STAT2 signaling as double-edged sword restricting viral dissemination but driving severe pneumonia in SARS-CoV-2 infected hamsters
bioinformatics immunology/immunity inflammation virology
Authors: Robbert Boudewijns et al.
Link to paper: https://doi.org/10.1101/2020.04.23.056838
Journal/ Pre-Print: bioRxiv
Tags: Immunology, Inflammation, Transcriptomics, Virology
1. Showed that Syrian hamsters are highly permissive to SARS-CoV-2 compared to mice, suggesting its use as a pre-clinical model for SARS-CoV-2.
2. Demonstrated that STAT2 signaling is required to restrict systemic virus dissemination, but also drives severe lung injury.
3. Suggested Micro-CT as a sensitive way of assessing the lung pathology in hamsters.
This study compared and characterised the viral infection status of SARS-CoV-2 and associated pathology in mice (BALB/c and C57BL/6) and Syrian hamsters. The authors conducted a preliminary investigation into the roles of IFNI&III signalling in response to SARS-Cov-2 infection using knock out strains of key signalling components and demonstrated STAT2 signalling played a role in restricting the virus proliferation in the lung and thus disseminating to other tissues but might also be involved in the virus-induced lung injury. Backed by data from viral RNA analysis, transcriptomics, micro-CT, and histopathology, the authors concluded that Syrian hamsters could be developed as the pre-clinical model for vaccine and therapeutic intervention including antiviral and anti inflammatory drug developments in COVID19.
Impact for SARS-CoV2/COVID19 research efforts
Understand the immune response to SARS-CoV2/COVID19
Very limited contribution considering a) high dose of virus used to cause infection and pathology b) no comparable serum markers found in Syrian hamster c) difficult to interpret and connect all the discrete pieces of information on IFN signalling in response to SARS-CoV2.
Understand the virology and/or cell biology of SARS-CoV2/COVID19
Provided evidence on STAT2 in controlling viral replication in the lung.
Others: seem to invite more questions to validate small rodent animal models in Covid-19 and the needs.

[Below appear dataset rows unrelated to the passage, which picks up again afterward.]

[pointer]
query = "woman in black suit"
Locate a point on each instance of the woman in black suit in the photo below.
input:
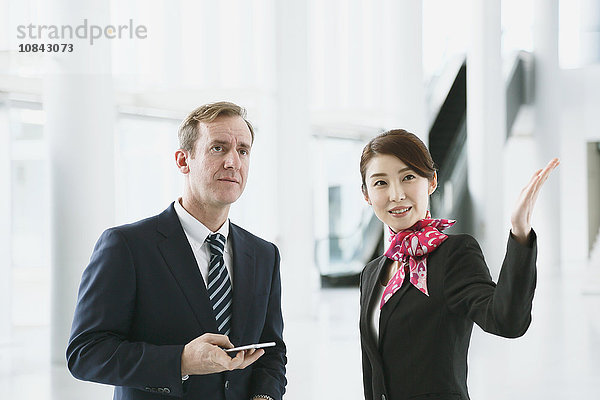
(420, 299)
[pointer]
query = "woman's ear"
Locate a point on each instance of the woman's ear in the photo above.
(433, 183)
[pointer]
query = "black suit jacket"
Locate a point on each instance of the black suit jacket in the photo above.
(142, 298)
(423, 341)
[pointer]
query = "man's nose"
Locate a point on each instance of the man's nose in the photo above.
(232, 160)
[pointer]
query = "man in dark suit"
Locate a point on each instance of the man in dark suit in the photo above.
(161, 298)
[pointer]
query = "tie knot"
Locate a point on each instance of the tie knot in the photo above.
(217, 243)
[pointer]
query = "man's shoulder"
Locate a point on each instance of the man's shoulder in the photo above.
(249, 237)
(143, 226)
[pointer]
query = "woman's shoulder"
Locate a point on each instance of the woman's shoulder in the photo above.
(459, 242)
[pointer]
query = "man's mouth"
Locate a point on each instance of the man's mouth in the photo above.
(227, 179)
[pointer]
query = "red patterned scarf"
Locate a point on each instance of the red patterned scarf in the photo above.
(412, 246)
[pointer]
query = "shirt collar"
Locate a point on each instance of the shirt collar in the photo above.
(195, 230)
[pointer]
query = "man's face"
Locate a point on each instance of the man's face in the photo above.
(218, 169)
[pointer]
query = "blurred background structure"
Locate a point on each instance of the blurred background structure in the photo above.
(496, 88)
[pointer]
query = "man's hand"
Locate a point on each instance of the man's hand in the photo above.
(521, 216)
(204, 355)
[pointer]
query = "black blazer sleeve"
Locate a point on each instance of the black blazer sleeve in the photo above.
(503, 309)
(268, 373)
(98, 350)
(366, 363)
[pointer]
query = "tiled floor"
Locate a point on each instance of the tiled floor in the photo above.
(558, 358)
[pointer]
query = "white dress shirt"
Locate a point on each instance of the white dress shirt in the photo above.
(196, 233)
(375, 311)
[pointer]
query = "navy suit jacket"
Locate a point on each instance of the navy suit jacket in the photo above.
(142, 298)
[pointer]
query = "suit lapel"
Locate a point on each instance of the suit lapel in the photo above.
(180, 259)
(389, 307)
(244, 267)
(371, 282)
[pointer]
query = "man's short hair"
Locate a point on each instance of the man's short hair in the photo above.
(188, 130)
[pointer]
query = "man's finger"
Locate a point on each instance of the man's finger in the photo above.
(218, 340)
(251, 358)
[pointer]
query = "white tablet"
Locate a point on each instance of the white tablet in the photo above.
(251, 346)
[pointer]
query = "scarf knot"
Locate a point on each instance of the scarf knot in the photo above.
(411, 247)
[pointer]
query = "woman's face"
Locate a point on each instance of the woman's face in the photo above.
(398, 195)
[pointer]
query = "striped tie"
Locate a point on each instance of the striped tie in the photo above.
(219, 285)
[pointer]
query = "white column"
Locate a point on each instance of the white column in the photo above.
(294, 158)
(547, 218)
(80, 114)
(486, 129)
(5, 227)
(402, 66)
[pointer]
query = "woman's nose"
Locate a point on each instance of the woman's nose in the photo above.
(397, 193)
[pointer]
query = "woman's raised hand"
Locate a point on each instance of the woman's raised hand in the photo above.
(521, 216)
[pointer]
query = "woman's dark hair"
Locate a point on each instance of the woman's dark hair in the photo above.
(402, 144)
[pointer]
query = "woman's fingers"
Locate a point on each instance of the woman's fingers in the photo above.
(543, 177)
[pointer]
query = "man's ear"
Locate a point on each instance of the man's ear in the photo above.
(181, 159)
(365, 194)
(433, 183)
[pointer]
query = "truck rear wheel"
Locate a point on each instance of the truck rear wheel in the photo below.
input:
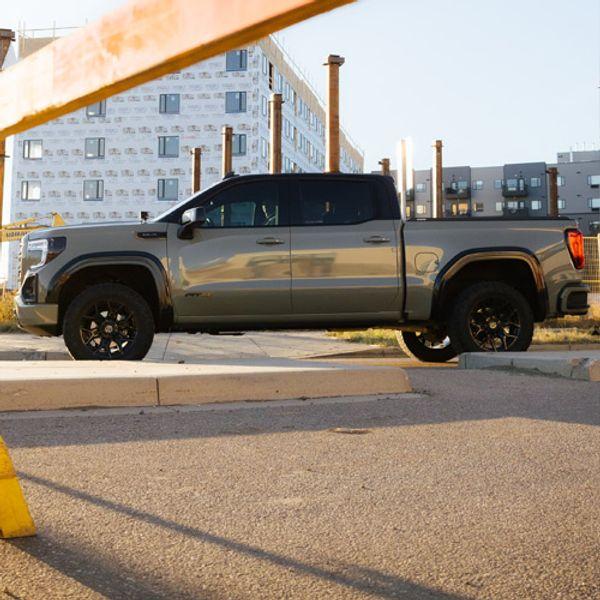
(108, 321)
(491, 317)
(426, 346)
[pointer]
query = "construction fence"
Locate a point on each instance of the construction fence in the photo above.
(591, 273)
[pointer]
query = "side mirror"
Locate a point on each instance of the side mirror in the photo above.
(190, 220)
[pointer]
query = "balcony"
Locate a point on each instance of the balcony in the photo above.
(515, 188)
(456, 192)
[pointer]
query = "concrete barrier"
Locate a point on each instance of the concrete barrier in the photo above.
(60, 384)
(583, 365)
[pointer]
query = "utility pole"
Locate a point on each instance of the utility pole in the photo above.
(6, 37)
(334, 62)
(196, 169)
(275, 104)
(437, 204)
(227, 163)
(553, 191)
(385, 166)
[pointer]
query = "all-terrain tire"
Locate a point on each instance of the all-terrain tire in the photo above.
(108, 321)
(415, 345)
(491, 317)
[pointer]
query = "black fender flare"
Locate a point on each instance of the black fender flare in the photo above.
(454, 266)
(101, 259)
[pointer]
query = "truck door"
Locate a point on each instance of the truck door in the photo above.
(344, 249)
(238, 263)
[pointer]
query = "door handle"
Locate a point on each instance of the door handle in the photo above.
(269, 241)
(376, 239)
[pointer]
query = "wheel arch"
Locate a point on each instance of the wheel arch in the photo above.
(517, 267)
(141, 272)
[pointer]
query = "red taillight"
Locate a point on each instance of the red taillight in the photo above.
(575, 245)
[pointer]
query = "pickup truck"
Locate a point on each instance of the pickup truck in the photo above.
(300, 251)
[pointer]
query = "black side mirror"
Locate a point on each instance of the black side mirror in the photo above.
(190, 220)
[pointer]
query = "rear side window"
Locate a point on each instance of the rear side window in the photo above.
(335, 203)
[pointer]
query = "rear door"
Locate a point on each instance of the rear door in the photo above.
(344, 243)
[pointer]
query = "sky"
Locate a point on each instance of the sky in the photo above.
(498, 81)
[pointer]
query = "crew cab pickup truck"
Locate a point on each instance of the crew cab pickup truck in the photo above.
(309, 251)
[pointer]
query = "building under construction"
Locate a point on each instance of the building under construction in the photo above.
(131, 152)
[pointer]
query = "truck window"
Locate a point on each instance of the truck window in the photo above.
(254, 204)
(335, 203)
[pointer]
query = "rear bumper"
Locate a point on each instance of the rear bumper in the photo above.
(39, 319)
(572, 299)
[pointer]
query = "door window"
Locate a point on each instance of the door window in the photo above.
(335, 203)
(249, 205)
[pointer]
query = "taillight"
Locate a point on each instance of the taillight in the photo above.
(575, 246)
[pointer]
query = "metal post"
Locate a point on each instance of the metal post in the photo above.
(196, 169)
(437, 204)
(385, 166)
(227, 163)
(552, 191)
(6, 37)
(334, 62)
(275, 121)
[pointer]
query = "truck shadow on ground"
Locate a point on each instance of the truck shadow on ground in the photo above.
(115, 581)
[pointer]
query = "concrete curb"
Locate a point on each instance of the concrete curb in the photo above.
(581, 365)
(54, 385)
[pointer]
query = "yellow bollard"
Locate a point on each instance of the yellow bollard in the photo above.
(15, 520)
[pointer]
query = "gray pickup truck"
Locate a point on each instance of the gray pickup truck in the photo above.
(307, 251)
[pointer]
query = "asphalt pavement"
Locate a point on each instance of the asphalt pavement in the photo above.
(479, 485)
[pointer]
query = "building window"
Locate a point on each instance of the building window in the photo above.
(168, 189)
(31, 190)
(94, 147)
(594, 203)
(93, 189)
(98, 109)
(168, 146)
(238, 144)
(169, 104)
(32, 149)
(236, 60)
(235, 102)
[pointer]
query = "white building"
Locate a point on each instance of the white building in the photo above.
(132, 152)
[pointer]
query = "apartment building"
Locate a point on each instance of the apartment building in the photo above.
(131, 152)
(515, 190)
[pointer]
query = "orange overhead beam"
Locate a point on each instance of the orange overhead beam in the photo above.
(138, 42)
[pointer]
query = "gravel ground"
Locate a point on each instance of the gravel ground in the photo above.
(481, 485)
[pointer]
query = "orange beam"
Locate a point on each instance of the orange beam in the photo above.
(138, 42)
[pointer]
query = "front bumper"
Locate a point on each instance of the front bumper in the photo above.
(39, 319)
(572, 299)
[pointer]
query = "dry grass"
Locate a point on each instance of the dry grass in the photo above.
(567, 330)
(7, 314)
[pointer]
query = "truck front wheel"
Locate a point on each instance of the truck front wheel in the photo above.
(108, 321)
(491, 317)
(426, 346)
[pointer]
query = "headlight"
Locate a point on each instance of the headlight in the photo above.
(40, 252)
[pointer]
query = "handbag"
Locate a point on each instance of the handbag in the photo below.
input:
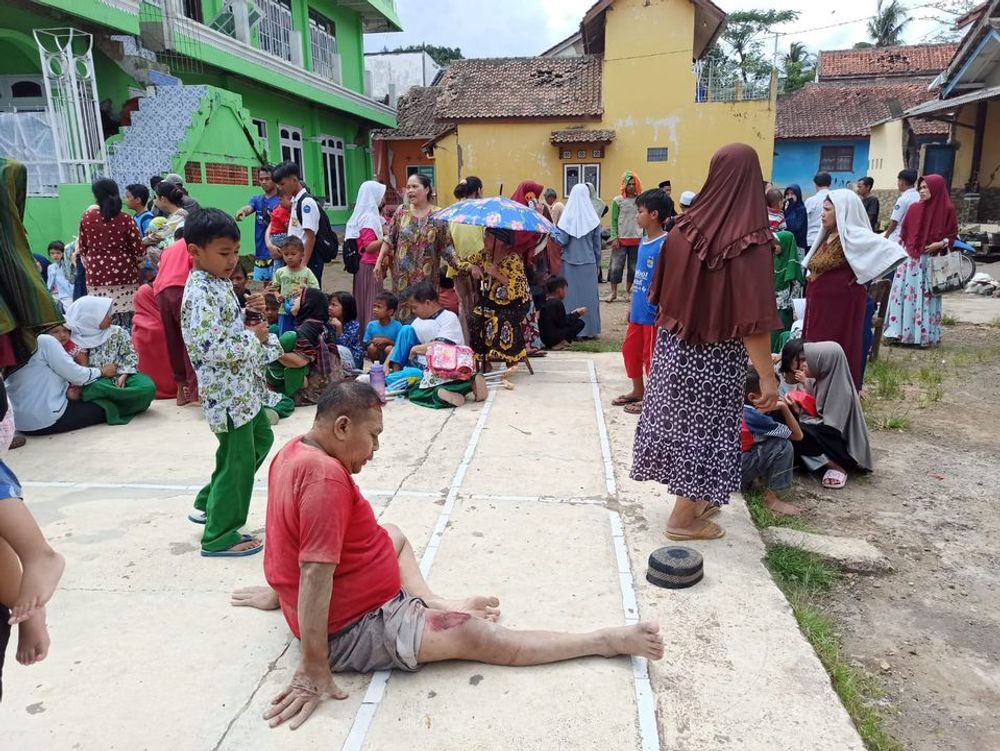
(452, 362)
(946, 273)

· In vivo study: mouse and hamster
Strengths and limitations of the paper
Novelty: Animal model comparisons against human clinical features and diagnosis tools
Standing in the field: Previous studies showed Syrian hamsters to be highly susceptible to SARS-CoV-1 and SARS-CoV-2; their finding about STAT2 is in line with effect of STAT1 in mouse model of SARS- CoV-1 infection but is much in contrast to the generally observation in virus infected Stat2-/- mice and STAT2-/- hamsters. This in itself throws much doubt on rodent animal model development in Covid-19, particularly the genetic differences in immune responses to IFNs.
Appropriate statistics: yes but very small sample size particularly for Figure 2D lung pathologies
Viral model used: an original patient isolate of SARS-CoV-2 (BetaCoV/Belgium/GHB-03021/2020) that was passaged on HuH7 and Vero-E6 cells
Translatability: Hamster to be used a preclinical model is still highly arguable based on the data presented. It is impossible to translate this study in the current format.

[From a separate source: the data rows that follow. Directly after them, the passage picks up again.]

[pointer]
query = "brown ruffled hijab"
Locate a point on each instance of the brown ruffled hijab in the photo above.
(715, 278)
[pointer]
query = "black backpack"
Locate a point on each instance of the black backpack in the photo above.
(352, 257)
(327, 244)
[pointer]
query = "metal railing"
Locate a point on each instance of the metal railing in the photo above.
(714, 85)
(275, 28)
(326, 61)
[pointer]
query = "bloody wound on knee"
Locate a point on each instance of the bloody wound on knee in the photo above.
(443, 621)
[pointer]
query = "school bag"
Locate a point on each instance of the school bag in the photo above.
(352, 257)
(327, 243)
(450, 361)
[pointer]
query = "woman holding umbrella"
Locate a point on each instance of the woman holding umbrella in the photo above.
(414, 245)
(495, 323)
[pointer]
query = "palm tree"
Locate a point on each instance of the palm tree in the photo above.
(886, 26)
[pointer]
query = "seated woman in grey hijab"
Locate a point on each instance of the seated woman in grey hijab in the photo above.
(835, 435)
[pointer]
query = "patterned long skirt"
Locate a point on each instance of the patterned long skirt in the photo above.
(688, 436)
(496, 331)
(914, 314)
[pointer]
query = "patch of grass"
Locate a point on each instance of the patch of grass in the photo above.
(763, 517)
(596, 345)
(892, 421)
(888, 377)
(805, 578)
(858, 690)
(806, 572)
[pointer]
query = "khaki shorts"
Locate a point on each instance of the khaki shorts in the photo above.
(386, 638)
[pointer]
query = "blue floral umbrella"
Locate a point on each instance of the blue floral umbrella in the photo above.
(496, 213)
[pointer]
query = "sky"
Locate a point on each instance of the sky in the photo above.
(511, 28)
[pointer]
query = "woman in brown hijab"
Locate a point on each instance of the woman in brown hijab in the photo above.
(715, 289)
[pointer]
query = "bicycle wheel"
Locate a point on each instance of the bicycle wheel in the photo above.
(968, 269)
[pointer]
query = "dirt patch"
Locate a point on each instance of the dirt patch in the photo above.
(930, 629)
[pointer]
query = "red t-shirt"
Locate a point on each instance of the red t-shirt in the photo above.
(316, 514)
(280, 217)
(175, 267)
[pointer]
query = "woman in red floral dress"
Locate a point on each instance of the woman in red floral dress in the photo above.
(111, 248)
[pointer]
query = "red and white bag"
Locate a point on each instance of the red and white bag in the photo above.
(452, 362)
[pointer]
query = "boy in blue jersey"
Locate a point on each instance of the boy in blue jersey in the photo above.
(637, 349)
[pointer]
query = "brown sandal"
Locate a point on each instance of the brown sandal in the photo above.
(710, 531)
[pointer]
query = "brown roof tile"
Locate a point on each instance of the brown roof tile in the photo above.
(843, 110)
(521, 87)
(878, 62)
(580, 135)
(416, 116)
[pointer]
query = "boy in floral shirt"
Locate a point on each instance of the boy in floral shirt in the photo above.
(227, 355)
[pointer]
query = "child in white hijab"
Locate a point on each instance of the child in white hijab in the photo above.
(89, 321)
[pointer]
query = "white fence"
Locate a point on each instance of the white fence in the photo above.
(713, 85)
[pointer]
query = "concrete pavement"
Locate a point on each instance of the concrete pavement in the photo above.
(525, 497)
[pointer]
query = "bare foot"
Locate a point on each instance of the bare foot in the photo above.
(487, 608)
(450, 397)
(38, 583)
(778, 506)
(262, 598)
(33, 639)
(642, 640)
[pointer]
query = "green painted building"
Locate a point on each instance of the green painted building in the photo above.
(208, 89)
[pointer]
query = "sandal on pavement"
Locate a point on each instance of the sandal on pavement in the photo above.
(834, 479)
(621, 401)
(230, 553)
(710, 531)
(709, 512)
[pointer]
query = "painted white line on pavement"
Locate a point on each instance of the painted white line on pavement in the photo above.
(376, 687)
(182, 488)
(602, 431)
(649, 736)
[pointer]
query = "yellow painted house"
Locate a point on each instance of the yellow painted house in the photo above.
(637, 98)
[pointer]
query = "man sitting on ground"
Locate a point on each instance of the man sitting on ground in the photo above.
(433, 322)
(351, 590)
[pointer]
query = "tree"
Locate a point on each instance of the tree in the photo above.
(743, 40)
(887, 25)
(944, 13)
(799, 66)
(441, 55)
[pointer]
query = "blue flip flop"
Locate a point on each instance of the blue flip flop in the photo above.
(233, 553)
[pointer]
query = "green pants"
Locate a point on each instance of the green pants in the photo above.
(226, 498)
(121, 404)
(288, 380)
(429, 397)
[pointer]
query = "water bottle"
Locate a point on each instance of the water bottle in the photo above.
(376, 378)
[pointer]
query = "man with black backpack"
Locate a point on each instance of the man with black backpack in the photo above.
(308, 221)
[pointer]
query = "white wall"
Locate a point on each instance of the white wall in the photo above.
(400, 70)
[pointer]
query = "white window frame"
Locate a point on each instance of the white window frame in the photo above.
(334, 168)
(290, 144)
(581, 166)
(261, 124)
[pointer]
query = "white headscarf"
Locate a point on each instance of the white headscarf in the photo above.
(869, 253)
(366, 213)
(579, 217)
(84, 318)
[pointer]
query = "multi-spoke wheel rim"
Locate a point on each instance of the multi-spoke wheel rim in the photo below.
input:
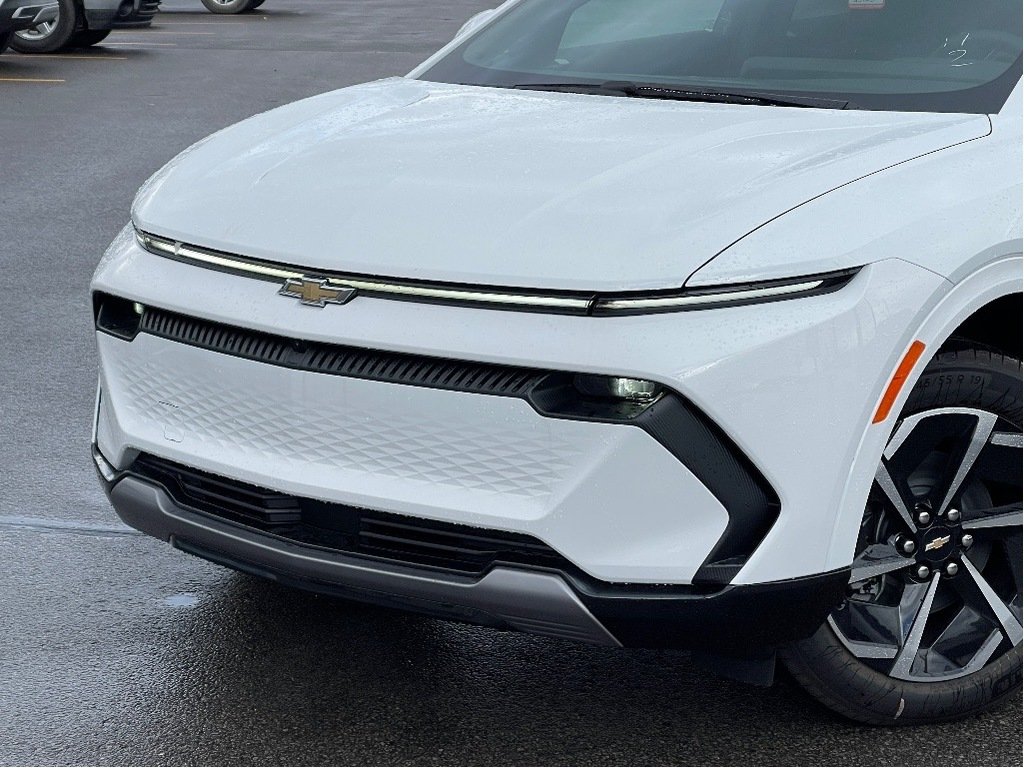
(935, 591)
(39, 31)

a) No prominent pro-inflammatory serum markers similar in covid-19 such as IL6, IL10 and IFNg were found in the hamster model.
b) The high dosage of virus to induce true infection and the short time window in which to follow the infection make the model difficult to recapitulate the different and progressive stages of Covid-19.
c) How STAT2 drives lung tissue damage while still supporting viral replication was not properly discussed. Would a global STAT2 knockout resemble a delayed IFNI response? Also in Stat2-/- mice, Stat seems to lead tissue dependent viral response. This should be an interesting direction to follow.
d) IFNl has been reported to play an essential role in resolving inflammation by restricting the neutrophil infiltration (Udalova group 2015 finding PMID: 25941255). Therefore, the observed increased lung pathology in IL28R-/- could be due to increased neutrophil infiltration into the lung. However, there is evidence from published work (PMID: 32094169) that human neutrophils don’t have IL28R expression. The relevance and translatability of this finding to Covid 19 pathogenesis is questionable.
e) Overall instead of providing solid evidence to support Syrian hamster as a suitable pre-clinical model, this paper exposes more difficulties to correlate findings from this animal model to clinics.